The risk of default is transferred from the holder of the bond to the seller of the swap.

AIG issued these swaps and promised to pay their counterparties if the debt securities defaulted. Without being able to weather the collapse of subprime mortgages, these contracts became worthless as people began to default on their loans. As the largest insurance company in the US, AIG was forced to buy the bad mortgage backed securities that no one else could. Because of their position, AIG could not fail and the government was forced to bail them out. If they had not, the recession of 2008-2009 would have been far worse. Ferrell, Fraedrich, Ferrell,2012). As CEO of the company for 38 years, Greenberg was considered one of the most successful executives in the business. His relationship with contacts helped him to advance the company even further and granted him leeway when regulatory agencies came around.

Greenberg himself became concerned about the dealings within AIG and thought the unit was taking too many risks. When he left the company in 2005, regulators were already investigating AIG’s accounting practices. Ferrell, Fraedrich, Ferrell, 2012). The ethical conduct of AIG executives was a factor within the corporate culture that led to the downfall. The corporate culture was built around a system that would reward executives for making poor decisions and placed very little responsibility on them. Even though the company was experiencing $40 billion in losses, the managers were in the midst of receiving bonuses. The transparency that company created during the trouble did nothing for them.

AIG executives Cassano and Sullivan assured investors of the company’s exposure in the housing market and they even stated during a hearing that the information they had at the time they believed to be accurate. ( Ferrell, Fraedrich, Ferrell, 2012). AIG might have strengthened their corporate culture if they would have had a better ethics program in place. The problem seemed to be that there were so many unethical executives within the company with so much corruption going on that there was no code of ethics in which to base anything off of.

If the CEO of the company is using his status and relationships to do the dealings, than why should anyone else come into question; that is until the company began to fail. There are many things that AIG could have done differently to prevent the bailout and prevent its failure. One of the first things is the accountability practices. With a company as successful as AIG, there should have been internal audits done quite frequently to gauge the effect of the high risks it took on.
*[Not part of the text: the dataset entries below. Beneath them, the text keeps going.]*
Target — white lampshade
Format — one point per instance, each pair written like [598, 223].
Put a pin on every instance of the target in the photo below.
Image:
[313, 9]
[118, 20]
Billions of dollars were on the line and no one seemed to want to maintain extra care to have accounts regulated.

Another thing the company could have done is to increase its transparency. For a company to maintain transparency, it needs to conduct itself so as not to hide anything from the investors and stakeholders. What is done behind doors should have been done for all to see. For them not to have transparency would have been a red flag that something was amiss. DISCUSSION This company’s downfall is a lot like Enron. AIG’s company culture did nothing to support the integrity of the company.

Acting as it did by being transparent and making unethical decisions proved that a Code of Ethics was not in place, and certainly not followed by even the top executives. A company needs to restructure itself from the ground up and create new policies and a Code of Ethics program. There needs to be a legitimate consequence for such actions. Creating a corporate culture means to create a positive reputation in the eyes of the investors and stakeholders. AIG executives seemed to have forgotten this and were more concerned with their own bonuses.